Once in the period of these three years Laura and her husband had gone abroad. But her experience in England—they did not get to the Continent—had been a disappointment to her. The museums, art galleries, and cathedrals were not of the least interest to Jadwin, and though he followed her from one to another with uncomplaining stoicism, she felt his distress, and had contrived to return home three months ahead of time.

It was during this trip that they had bought so many of the pictures and appointments for the North Avenue house, and Laura's disappointment over her curtailed European travels was mitigated by the anticipation of her pleasure in settling in the new home. This had not been possible immediately after their marriage. For nearly two years the great place had been given over to contractors, architects, decorators, and gardeners, and Laura and her husband had lived, while in Chicago, at a hotel, giving up the one-time rectory on Cass Street to Page and to Aunt Wess'.

But when at last Laura entered upon possession of the North Avenue house, she was not—after the first enthusiasm and excitement over its magnificence had died down—altogether pleased with it, though she told herself the contrary. Outwardly it was all that she could desire. It fronted Lincoln Park, and from all the windows upon that side the most delightful outlooks were obtainable—green woods, open lawns, the parade ground, the Lincoln monument, dells, bushes, smooth drives, flower beds, and fountains. From the great bay window of Laura's own sitting-room she could see far out over Lake Michigan, and watch the procession of great lake steamers, from Milwaukee, far-distant Duluth, and the Sault Sainte Marie—the famous "Soo"—defiling majestically past, making for the mouth of the river, laden to the water's edge with whole harvests of wheat. At night, when the windows were open in the warm weather, she could hear the mournful wash and lapping of the water on the embankments.

The grounds about her home were beautiful. The stable itself was half again as large as her old home opposite St. James's, and the conservatory, in which she took the keenest delight, was a wonderful affair—a vast bubble-like structure of green panes, whence, winter and summer, came a multitude of flowers for the house—violets, lilies of the valley, jonquils, hyacinths, tulips, and her own loved roses.

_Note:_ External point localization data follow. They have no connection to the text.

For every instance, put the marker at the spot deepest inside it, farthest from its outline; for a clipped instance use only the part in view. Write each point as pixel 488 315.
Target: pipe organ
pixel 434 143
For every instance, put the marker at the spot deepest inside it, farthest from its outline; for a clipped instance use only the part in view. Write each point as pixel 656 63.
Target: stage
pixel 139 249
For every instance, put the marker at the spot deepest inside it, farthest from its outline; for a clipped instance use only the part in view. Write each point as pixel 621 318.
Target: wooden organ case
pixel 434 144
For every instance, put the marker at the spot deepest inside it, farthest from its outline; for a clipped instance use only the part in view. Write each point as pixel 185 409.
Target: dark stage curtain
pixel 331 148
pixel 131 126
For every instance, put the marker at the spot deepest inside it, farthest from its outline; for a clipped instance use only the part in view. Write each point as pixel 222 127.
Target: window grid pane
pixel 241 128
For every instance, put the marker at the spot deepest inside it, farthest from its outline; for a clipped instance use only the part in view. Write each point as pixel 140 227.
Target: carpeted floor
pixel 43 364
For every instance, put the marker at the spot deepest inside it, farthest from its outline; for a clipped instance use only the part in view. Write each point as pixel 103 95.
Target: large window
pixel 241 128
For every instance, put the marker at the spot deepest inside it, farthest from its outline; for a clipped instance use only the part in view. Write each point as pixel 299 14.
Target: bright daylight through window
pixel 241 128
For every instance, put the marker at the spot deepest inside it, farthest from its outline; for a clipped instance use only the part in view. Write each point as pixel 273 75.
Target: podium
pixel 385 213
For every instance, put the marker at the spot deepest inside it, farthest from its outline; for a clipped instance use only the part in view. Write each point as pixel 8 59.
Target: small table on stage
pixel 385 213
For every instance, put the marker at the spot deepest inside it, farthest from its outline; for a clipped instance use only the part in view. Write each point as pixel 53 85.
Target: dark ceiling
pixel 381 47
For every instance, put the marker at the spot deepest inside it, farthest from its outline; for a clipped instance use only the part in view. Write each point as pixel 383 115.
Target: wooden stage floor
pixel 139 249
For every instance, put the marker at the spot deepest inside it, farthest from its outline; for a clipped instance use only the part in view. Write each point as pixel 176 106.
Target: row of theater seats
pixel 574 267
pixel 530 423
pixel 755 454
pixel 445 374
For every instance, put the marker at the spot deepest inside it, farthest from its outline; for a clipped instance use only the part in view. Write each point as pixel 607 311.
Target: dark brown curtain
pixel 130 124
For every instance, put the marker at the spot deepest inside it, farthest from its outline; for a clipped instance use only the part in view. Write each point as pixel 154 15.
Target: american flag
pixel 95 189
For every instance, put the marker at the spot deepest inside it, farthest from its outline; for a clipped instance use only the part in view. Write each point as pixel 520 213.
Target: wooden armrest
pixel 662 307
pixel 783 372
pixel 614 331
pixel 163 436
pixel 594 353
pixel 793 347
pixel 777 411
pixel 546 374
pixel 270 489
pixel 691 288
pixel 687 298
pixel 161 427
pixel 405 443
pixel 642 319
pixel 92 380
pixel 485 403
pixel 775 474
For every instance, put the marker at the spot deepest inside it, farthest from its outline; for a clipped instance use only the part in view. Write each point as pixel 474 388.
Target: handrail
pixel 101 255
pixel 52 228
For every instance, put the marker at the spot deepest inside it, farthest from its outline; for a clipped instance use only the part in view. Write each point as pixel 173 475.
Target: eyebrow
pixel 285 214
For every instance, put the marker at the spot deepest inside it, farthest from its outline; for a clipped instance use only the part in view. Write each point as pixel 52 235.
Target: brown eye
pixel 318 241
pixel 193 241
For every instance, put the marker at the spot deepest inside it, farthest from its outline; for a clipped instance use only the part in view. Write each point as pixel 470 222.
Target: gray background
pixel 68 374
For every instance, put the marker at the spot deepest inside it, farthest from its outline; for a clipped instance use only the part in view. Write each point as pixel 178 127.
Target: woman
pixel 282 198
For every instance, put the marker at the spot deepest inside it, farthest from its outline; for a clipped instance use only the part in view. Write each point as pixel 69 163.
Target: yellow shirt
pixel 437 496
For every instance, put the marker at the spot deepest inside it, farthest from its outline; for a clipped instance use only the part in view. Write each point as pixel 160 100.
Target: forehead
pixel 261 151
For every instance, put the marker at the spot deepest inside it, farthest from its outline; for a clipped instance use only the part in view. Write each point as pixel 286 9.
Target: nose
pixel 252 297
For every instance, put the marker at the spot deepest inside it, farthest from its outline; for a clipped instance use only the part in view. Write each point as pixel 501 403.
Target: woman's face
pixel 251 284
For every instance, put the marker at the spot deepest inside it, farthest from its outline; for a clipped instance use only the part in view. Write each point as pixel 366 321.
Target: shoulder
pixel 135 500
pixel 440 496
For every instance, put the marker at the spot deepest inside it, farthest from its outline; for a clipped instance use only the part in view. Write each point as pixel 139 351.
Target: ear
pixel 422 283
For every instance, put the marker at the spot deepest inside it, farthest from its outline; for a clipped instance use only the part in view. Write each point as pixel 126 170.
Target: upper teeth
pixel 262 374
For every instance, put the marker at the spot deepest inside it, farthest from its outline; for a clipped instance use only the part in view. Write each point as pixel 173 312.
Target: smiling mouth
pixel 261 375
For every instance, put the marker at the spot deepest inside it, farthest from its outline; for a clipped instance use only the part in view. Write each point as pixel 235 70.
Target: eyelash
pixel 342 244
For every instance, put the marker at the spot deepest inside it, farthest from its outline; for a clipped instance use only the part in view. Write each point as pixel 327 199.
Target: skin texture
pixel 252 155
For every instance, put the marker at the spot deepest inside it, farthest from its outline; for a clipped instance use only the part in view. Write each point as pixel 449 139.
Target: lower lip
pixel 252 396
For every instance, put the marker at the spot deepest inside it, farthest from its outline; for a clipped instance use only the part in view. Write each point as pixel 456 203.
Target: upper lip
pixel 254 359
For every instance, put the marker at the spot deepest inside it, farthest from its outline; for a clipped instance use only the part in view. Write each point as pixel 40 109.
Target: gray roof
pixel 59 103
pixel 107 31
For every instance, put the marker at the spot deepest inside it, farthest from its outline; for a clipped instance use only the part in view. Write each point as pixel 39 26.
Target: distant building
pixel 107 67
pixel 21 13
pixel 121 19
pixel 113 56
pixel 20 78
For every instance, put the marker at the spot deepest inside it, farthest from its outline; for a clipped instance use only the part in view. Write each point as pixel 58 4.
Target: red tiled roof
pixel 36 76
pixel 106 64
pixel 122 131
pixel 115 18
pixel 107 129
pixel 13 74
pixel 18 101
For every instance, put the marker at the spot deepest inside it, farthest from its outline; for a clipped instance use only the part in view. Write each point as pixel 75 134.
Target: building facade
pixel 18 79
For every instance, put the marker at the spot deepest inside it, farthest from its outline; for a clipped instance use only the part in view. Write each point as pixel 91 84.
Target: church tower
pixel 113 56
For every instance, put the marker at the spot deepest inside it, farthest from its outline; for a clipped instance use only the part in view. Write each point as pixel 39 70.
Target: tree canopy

But the interior of the house was, in parts, less satisfactory. Jadwin, so soon as his marriage was a certainty, had bought the house, and had given over its internal furnishings to a firm of decorators. Innocently enough he had intended to surprise his wife, had told himself that she should not be burdened with the responsibility of selection and planning. Fortunately, however, the decorators were men of taste. There was nothing to offend, and much to delight in the results they obtained in the dining-room, breakfast-room, parlors, drawing-rooms, and suites of bedrooms. But Laura, though the beauty of it all enchanted her, could never rid herself of a feeling that it was not hers. It impressed her with its splendour of natural woods and dull "colour effects," its cunning electrical devices, its mechanical contrivances for comfort, like the ready-made luxury and "convenience" of a Pullman.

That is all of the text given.